Entre 1935 e a guerra, realizou diversas viagens (Praga, Ilhas Canárias, Londres e México), que marcaram a extensão internacional do Surrealismo, cujas concepções haviam se estendido pelo mundo, constituindo-se grupos surrealistas em vários países, principalmente Iugoslávia, Bélgica, Checoslováquia, Brasil e Japão.
Em 1938, refugiado no México, onde permanece por quatro meses, encontra-se com Leon Trotsky e Diego Rivera, viajando pelo país e trocando ideias sobre a arte e a revolução proletária. Breton foi ao México, precisamente, para encontrar-se com Trotsky, que assim como ele e Rivera, fora excluído do Partido Comunista e, junto com ele, redigiu o manifesto da Federação Internacional de Artista Revolucionários Independentes, marcado claramente por ideias trotskistas que afirmam a necessidade da emancipação total do intelectual.
Em setembro de 1939, com o início da Segunda Guerra Mundial, foi mobilizado como médico auxiliar na Escola de Aviação de Poitiers. Após o desastre de junho de 1940, passou algum tempo no sul da França, ainda não ocupado pelo exército alemão. Em Marselha, foi acolhido pelo Comitê Norte-americano de Ajuda aos Intelectuais, junto a outros escritores e pintores considerados suspeitos pelo regime de Vichy. Ali escreveu dois de seus grandes poemas: Pleine Marge e Fata Morgana (que foi proibido pela censura, considerado contrário ao espírito da revolução nacional). A publicação da L'Anthologie de l'humour noir, concebido entre 1937 e 1940 também foi bastante criticada.
Privado de toda possibilidade de expressão, o poeta recebeu visto para os Estados Unidos, para onde mudou-se com a família em março de 1941.
Estabeleceu residência em Nova Iorque entre o verão de 1941 e meados de 1946, onde trabalhou como locutor de rádio para sobreviver. Reencontrou vários amigos, como Marcel Duchamp e Max Ernst e novos colaboradores, com os quais organizou, em 1942, uma Exposição Internacional do Surrealismo e lançou a revista VVV: “Vitória sobre as forças de regressão e de morte desencadeadas atualmente sobre a terra... Vitória sobre o que tende a perpetuar a submissão do homem pelo homem... Vitória também sobre tudo o que se opõe à emancipação do espírito, cuja primeira e indispensável condição é a libertação do homem”.
Desta revista foram publicados apenas quatro números e, no último, no início de 1944, foi publicado o poema Les Etats généraux.
O acontecimento principal desse período foi o encontro com Elisa, em 1943, depois da ruptura com a esposa anterior. Ela foi a inspiração principal do livro Aracane 17, publicado em Nova Iorque em 1945. É uma obra de esperança cujo título se refere à décima sétima carta do tarô, a Estrela, símbolo do eterno renascimento. Através da realização humana da paixão, dos mitos de Osíris e Melusina, dos sonhos fecundos do pensamento utópico, o livro celebra o poder inalterável de regeneração e de recomeço, cujos meios são a rebeldia e o amor.

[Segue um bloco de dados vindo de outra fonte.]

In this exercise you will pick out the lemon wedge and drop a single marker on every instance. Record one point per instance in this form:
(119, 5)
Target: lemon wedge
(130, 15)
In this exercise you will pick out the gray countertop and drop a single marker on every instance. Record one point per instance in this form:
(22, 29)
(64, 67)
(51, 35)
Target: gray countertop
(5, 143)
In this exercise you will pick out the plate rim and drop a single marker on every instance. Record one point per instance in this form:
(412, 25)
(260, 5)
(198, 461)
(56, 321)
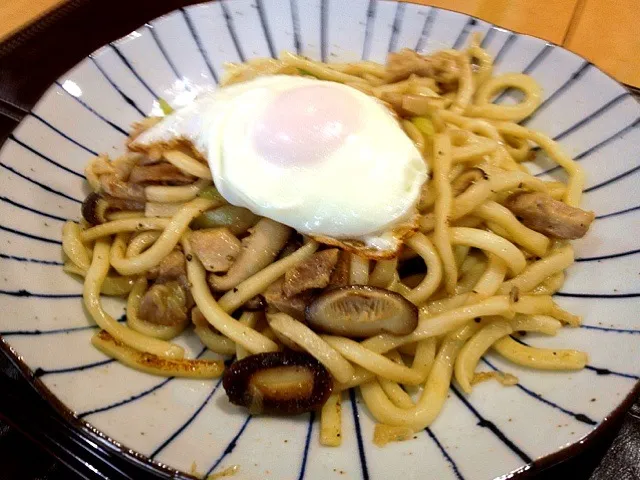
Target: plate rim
(22, 96)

Um grupo surrealista amplamente renovado e composto, sobretudo, por jovens, se reconstituiu ao redor de Breton, que começou a publicar boletins que fixam a posição do Surrealismo sobre problemas políticos e sociais. Começaram a ser publicadas várias revistas, entre as quais Neon, Medium, Le Surréalisme Même, Bief e La Brèche. As exposições se sucedem; em Paris, por exemplo, foram realizadas três diferentes entre 1947 e 1965.

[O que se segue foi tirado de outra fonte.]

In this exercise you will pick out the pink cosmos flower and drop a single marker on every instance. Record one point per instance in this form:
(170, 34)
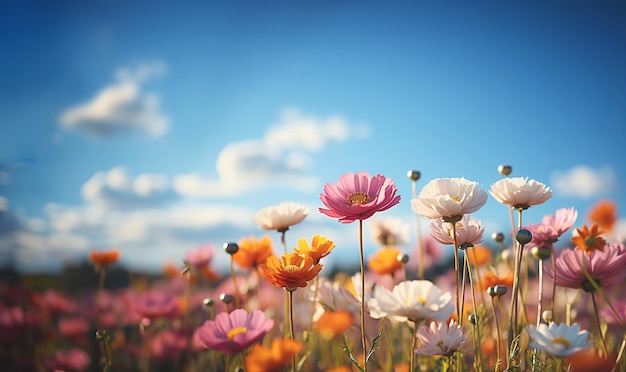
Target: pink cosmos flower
(519, 192)
(606, 267)
(232, 333)
(468, 232)
(552, 226)
(200, 257)
(448, 198)
(358, 196)
(441, 339)
(156, 305)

Os textos escritos por Breton neste períodos figuram em duas antologias: La Clé des champs, publicada em 1953, e Perspective cavalière, onde foram reunidos escritos em 1970, quatro anos após sua morte.
Em 1959, em Constellations, com a introdução e vinte e duas prosas paralelas de Breton às guaches de Miró, realizou-se de forma exclusiva a interpretação da pintura e da poesia, que é uma das principais contribuições do Surrealismo.
André Breton faleceu em 28 de setembro de 1966 e descansa em Paris, próximo a Benjamin Péret, seu amigo de toda a vida, falecido em 1959.